I didn't have any luck with the fishing until I got to the very end of the lake. A couple of hundred meters in front of the long portage to Rock Lake, the lake gets shallow and I finally got a strike! It was actually as I was reeling in my lure and I could see the trout take the lure not 4 feet from the canoe -- unusual since trout will flee if they spot a boat. In my exuberance, I tried to set the hook a little hastily and barely got it on the line. As I reeled it in, I lost it as I got it to the surface. Sigh. I would go home without any trout in my belly again.
The 3000 m portage was long but not difficult coming from Louisa since it descended the majority of this way. It confirmed that doing the loop in a clockwise direction was the wise choice, despite paddling upstream on the Galipo. I divided into three sections to ease the shoulders. I find that, though my boat is very light, I'm only good for about 1000m with the canoe without taking a rest before my shoulders tell me to stop for a bit. The young couple that I met at the start of the trip were doing the portage at the same time. We chatted a bit as we passed each other. Due to the wind on Saturday, they decided to not complete the loop and just stayed on their site on Louisa for the weekend.
After putting in on Rock, I paddled across the bay and again was treated with a wonderul sighting of a bald eagle high on the cliffs near the pictographs.
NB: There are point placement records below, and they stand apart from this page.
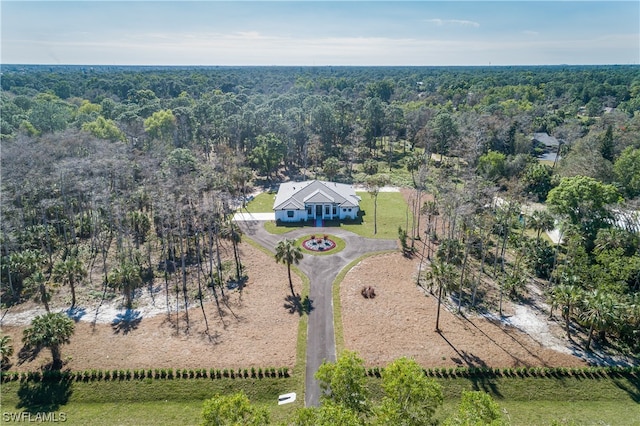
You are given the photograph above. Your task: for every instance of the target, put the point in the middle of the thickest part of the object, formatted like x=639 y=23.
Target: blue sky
x=320 y=32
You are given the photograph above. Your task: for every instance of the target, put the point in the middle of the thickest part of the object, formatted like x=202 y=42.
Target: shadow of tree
x=126 y=322
x=295 y=304
x=43 y=396
x=631 y=385
x=478 y=383
x=28 y=354
x=75 y=313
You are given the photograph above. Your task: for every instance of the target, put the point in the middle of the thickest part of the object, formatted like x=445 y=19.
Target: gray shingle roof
x=293 y=195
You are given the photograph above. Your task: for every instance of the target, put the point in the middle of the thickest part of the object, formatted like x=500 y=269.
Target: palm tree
x=443 y=275
x=288 y=252
x=51 y=331
x=568 y=296
x=127 y=278
x=599 y=312
x=231 y=231
x=6 y=350
x=69 y=271
x=541 y=221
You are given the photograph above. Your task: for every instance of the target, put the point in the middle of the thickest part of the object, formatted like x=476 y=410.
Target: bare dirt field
x=400 y=321
x=258 y=329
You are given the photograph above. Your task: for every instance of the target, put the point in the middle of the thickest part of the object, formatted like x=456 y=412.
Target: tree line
x=121 y=178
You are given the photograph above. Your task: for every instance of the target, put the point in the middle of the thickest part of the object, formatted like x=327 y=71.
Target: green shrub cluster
x=139 y=374
x=551 y=372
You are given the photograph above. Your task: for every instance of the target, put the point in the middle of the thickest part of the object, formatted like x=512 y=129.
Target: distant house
x=315 y=199
x=549 y=142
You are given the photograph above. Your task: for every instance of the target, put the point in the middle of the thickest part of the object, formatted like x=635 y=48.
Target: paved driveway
x=322 y=272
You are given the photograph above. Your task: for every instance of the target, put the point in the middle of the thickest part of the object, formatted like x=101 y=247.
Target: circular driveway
x=322 y=272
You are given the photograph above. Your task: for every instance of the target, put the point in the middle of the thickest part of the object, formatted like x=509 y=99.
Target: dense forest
x=116 y=178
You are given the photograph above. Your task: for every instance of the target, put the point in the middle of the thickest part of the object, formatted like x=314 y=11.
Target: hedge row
x=162 y=373
x=551 y=372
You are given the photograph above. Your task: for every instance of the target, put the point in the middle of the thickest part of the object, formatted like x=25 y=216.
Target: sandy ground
x=400 y=321
x=256 y=329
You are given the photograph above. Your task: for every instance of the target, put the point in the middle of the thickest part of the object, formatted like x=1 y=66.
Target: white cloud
x=458 y=22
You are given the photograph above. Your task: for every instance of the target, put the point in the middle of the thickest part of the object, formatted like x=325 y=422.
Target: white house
x=315 y=199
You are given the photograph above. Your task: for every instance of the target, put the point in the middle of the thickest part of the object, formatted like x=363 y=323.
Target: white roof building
x=315 y=200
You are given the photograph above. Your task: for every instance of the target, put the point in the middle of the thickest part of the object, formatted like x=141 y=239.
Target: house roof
x=545 y=139
x=294 y=195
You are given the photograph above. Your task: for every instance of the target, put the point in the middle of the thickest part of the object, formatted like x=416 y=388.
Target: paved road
x=322 y=271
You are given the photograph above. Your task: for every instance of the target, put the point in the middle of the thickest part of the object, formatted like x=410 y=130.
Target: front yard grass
x=525 y=400
x=392 y=212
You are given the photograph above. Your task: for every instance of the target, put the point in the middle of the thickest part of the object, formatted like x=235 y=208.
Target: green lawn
x=142 y=402
x=392 y=212
x=262 y=203
x=527 y=401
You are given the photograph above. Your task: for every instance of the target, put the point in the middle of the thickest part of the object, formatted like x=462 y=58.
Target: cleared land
x=255 y=329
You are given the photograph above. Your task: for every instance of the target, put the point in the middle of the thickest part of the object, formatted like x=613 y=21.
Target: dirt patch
x=400 y=321
x=255 y=329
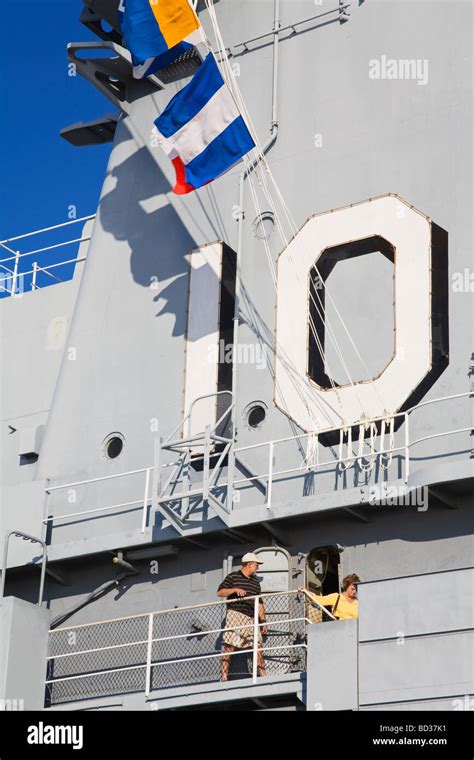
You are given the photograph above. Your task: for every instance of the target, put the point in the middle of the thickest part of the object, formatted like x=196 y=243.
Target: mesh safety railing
x=176 y=648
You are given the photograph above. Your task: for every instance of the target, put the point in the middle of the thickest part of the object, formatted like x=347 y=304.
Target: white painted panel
x=417 y=605
x=202 y=335
x=427 y=667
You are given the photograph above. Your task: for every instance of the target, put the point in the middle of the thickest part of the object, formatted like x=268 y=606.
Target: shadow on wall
x=138 y=210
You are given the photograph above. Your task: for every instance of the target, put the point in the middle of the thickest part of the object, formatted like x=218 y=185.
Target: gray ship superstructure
x=200 y=389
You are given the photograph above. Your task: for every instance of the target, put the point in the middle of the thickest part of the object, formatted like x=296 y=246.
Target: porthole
x=264 y=225
x=255 y=414
x=113 y=445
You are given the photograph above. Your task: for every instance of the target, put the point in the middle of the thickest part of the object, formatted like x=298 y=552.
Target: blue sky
x=42 y=175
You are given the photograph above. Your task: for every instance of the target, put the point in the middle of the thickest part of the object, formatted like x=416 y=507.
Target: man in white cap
x=240 y=613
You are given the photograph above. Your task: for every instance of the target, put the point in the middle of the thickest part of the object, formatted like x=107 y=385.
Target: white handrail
x=48 y=229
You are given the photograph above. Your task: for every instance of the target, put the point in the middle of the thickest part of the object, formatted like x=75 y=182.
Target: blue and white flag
x=202 y=130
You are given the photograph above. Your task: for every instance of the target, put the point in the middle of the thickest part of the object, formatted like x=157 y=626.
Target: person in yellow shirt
x=344 y=606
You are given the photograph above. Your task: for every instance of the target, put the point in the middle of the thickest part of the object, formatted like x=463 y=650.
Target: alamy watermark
x=242 y=353
x=398 y=496
x=403 y=68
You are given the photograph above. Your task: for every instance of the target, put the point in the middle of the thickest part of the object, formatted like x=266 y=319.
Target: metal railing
x=15 y=281
x=168 y=489
x=178 y=647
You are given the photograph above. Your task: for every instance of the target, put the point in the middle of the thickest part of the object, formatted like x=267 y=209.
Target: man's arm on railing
x=228 y=591
x=262 y=615
x=318 y=602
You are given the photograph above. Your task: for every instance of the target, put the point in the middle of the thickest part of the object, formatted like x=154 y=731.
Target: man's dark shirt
x=251 y=587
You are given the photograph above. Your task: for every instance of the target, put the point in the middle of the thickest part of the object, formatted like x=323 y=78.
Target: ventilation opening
x=255 y=415
x=113 y=445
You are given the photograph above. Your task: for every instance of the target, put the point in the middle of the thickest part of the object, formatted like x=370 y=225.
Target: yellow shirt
x=345 y=610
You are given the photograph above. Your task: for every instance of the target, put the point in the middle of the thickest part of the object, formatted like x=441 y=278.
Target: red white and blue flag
x=202 y=130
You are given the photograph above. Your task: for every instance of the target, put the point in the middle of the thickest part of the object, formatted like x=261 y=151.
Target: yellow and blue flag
x=157 y=32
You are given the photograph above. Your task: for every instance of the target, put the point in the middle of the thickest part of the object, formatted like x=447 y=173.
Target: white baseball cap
x=251 y=557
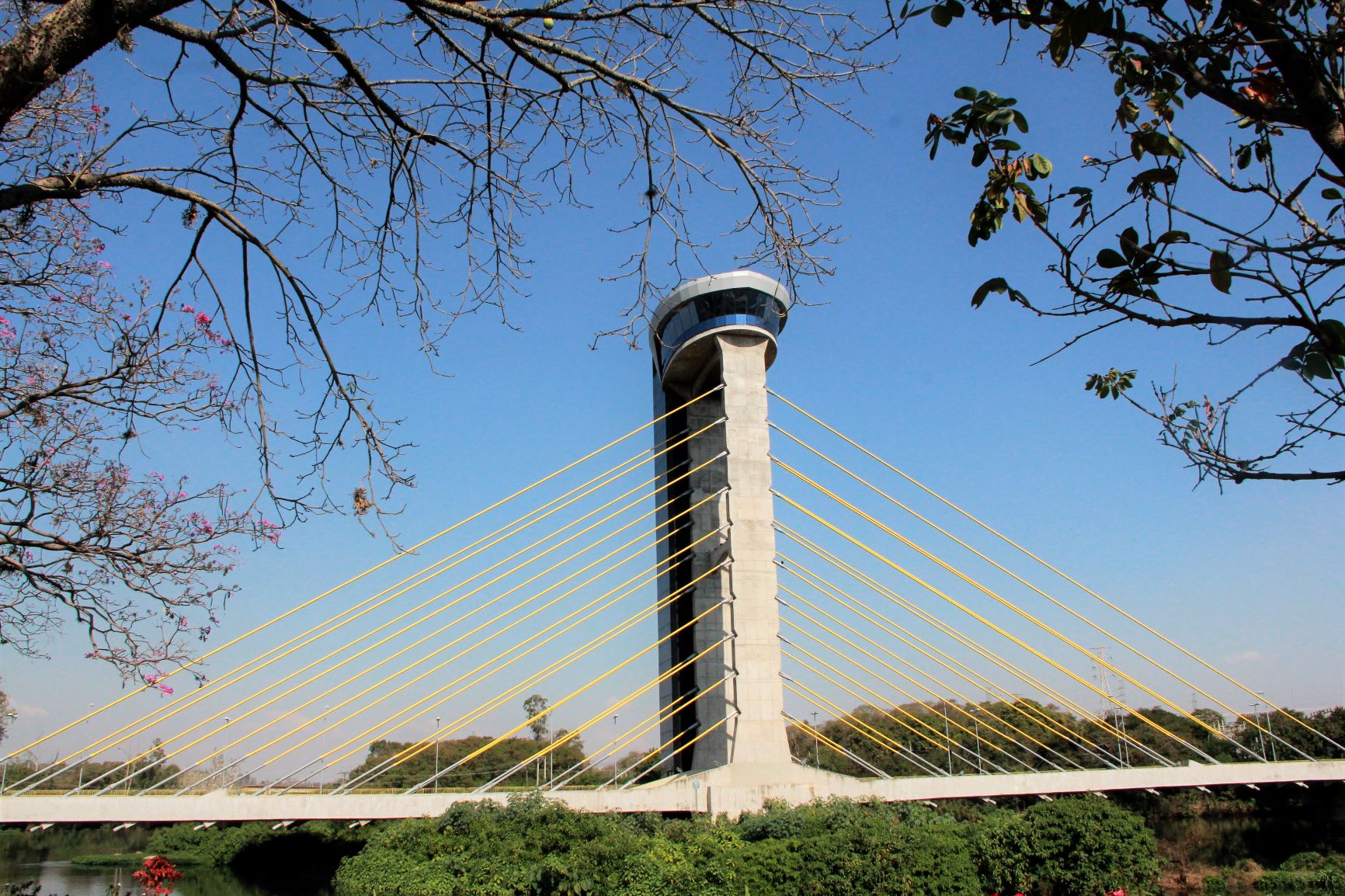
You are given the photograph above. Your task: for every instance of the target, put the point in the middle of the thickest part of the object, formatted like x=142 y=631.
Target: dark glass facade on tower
x=686 y=362
x=716 y=310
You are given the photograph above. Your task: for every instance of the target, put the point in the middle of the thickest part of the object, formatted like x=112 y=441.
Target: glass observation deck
x=742 y=301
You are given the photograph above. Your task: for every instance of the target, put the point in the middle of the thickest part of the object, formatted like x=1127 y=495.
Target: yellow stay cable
x=584 y=613
x=1051 y=693
x=371 y=569
x=1063 y=575
x=373 y=603
x=1009 y=604
x=832 y=745
x=872 y=616
x=623 y=740
x=593 y=720
x=698 y=736
x=999 y=630
x=849 y=720
x=592 y=644
x=466 y=635
x=947 y=740
x=428 y=637
x=389 y=725
x=1028 y=584
x=367 y=634
x=409 y=648
x=888 y=666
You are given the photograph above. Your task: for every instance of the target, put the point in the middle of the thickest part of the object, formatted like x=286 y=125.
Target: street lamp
x=1260 y=735
x=1273 y=754
x=5 y=771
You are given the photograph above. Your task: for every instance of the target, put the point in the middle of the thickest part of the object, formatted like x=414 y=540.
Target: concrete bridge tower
x=720 y=330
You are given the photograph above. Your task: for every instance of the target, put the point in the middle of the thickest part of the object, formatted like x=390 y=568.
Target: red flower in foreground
x=158 y=875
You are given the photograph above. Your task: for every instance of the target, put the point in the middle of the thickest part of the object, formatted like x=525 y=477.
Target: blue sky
x=891 y=352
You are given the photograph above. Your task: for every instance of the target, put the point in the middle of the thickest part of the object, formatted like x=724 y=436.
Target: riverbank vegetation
x=832 y=848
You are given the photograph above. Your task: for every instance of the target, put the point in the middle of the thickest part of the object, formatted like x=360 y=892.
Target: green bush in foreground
x=1072 y=846
x=832 y=848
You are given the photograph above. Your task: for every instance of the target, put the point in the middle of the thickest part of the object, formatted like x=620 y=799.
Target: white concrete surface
x=729 y=790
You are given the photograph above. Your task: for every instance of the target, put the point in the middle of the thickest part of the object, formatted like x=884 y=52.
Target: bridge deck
x=733 y=790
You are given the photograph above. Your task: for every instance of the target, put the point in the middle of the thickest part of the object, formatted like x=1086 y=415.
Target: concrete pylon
x=713 y=341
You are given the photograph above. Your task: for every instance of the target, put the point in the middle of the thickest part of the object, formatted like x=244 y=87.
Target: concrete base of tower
x=770 y=775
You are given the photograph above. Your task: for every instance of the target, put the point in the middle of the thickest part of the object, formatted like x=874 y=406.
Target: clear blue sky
x=891 y=352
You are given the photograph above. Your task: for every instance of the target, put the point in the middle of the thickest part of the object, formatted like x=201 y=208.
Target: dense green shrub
x=1308 y=873
x=532 y=848
x=836 y=848
x=1079 y=846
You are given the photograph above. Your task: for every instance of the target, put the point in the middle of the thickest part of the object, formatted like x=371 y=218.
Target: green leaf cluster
x=828 y=848
x=1067 y=846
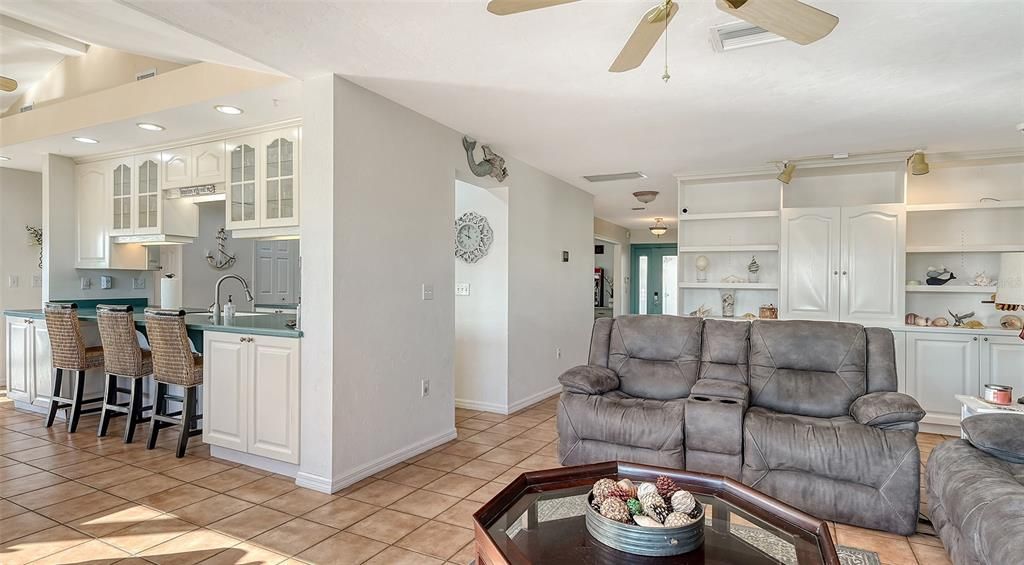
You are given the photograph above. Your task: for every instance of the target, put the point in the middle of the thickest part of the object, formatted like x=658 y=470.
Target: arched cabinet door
x=809 y=272
x=280 y=178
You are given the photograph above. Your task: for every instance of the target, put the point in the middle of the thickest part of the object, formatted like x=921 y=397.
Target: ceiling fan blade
x=644 y=37
x=505 y=7
x=791 y=18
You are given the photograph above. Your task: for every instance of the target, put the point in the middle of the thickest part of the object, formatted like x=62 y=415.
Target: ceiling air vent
x=738 y=35
x=614 y=176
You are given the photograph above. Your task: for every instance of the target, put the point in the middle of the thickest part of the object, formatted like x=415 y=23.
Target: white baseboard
x=259 y=462
x=534 y=398
x=376 y=466
x=506 y=409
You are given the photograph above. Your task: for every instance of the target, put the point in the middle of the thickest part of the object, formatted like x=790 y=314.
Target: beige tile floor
x=78 y=498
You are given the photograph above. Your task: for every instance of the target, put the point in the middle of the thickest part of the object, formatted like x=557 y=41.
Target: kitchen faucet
x=216 y=295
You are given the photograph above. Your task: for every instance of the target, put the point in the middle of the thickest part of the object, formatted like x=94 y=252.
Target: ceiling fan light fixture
x=786 y=175
x=918 y=163
x=658 y=228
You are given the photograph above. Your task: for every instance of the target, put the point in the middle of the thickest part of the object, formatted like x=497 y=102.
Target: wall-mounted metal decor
x=493 y=163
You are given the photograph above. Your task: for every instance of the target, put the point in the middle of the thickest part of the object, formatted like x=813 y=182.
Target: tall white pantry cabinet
x=854 y=244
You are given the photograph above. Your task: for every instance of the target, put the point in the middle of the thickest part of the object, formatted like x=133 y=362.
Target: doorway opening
x=654 y=272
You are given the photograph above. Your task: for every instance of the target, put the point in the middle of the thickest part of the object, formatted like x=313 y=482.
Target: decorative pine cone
x=613 y=509
x=666 y=486
x=678 y=519
x=602 y=488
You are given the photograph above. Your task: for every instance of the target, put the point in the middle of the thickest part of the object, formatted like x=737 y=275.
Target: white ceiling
x=945 y=76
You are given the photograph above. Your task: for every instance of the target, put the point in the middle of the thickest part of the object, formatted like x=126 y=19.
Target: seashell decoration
x=628 y=487
x=683 y=502
x=613 y=509
x=602 y=489
x=647 y=522
x=1011 y=321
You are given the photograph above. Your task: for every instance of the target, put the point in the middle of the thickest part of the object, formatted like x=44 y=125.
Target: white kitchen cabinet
x=28 y=360
x=871 y=278
x=940 y=365
x=843 y=263
x=251 y=394
x=1003 y=362
x=809 y=279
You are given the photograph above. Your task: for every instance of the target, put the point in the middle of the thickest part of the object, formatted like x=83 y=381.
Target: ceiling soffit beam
x=54 y=42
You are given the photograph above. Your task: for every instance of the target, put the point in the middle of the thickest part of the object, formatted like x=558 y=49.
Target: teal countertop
x=256 y=324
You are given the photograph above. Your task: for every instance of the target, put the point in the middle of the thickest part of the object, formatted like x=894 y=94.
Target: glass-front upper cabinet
x=121 y=182
x=147 y=193
x=280 y=156
x=243 y=205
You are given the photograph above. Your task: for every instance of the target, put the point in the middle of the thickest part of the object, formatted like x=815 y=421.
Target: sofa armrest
x=885 y=408
x=721 y=389
x=589 y=380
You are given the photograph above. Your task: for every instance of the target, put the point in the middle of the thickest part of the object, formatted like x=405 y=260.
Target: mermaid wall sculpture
x=493 y=164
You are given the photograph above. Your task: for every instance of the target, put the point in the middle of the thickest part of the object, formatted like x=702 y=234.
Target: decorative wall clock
x=472 y=236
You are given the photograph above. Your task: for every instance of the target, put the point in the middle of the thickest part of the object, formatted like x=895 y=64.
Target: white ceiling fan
x=791 y=18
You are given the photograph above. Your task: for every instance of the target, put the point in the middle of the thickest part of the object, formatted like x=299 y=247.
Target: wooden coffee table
x=540 y=519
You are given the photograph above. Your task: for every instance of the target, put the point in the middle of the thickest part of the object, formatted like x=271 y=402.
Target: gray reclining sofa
x=805 y=411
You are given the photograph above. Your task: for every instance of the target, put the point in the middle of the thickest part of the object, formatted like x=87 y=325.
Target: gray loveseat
x=805 y=411
x=976 y=498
Two eagles in one trip!
The paddle to the end of Rock was fine though I was facing a fairly stiff headwind. A number of canoes were paddling in and it seemed that the flood of campers into Algonquin had begun in earnest. I think the pandemic lockdown will contribute to an increased number of Algonquin visitors this summer. With limited other options of things to do during a pandemic, what better way to isolate yourself than a backcountry canoe trip?
Though I got skunked on the trout and the bugs were bad a times, I thoroughly enjoyed this weekend solo trip. Was I exhausted when I reached the parking lot? You bet! Facing a fairly steady upstream current and some nasty headwinds while paddling solo, not to mention the 8km of portaging in less than 48 hours, it might have been a little ambitious for the first trip of the year; but at 49 years old, I'm happy to say that it was still manageable. Would I do it again? Absolutely! The area was beautiful and it was still early enough in the season to be relatively quiet for a weekend Algonquin trip. Besides, I definitely need to get back to Welcome and spend more time fishing there, now knowing what I know. Welcome Lake brook trout, just you wait!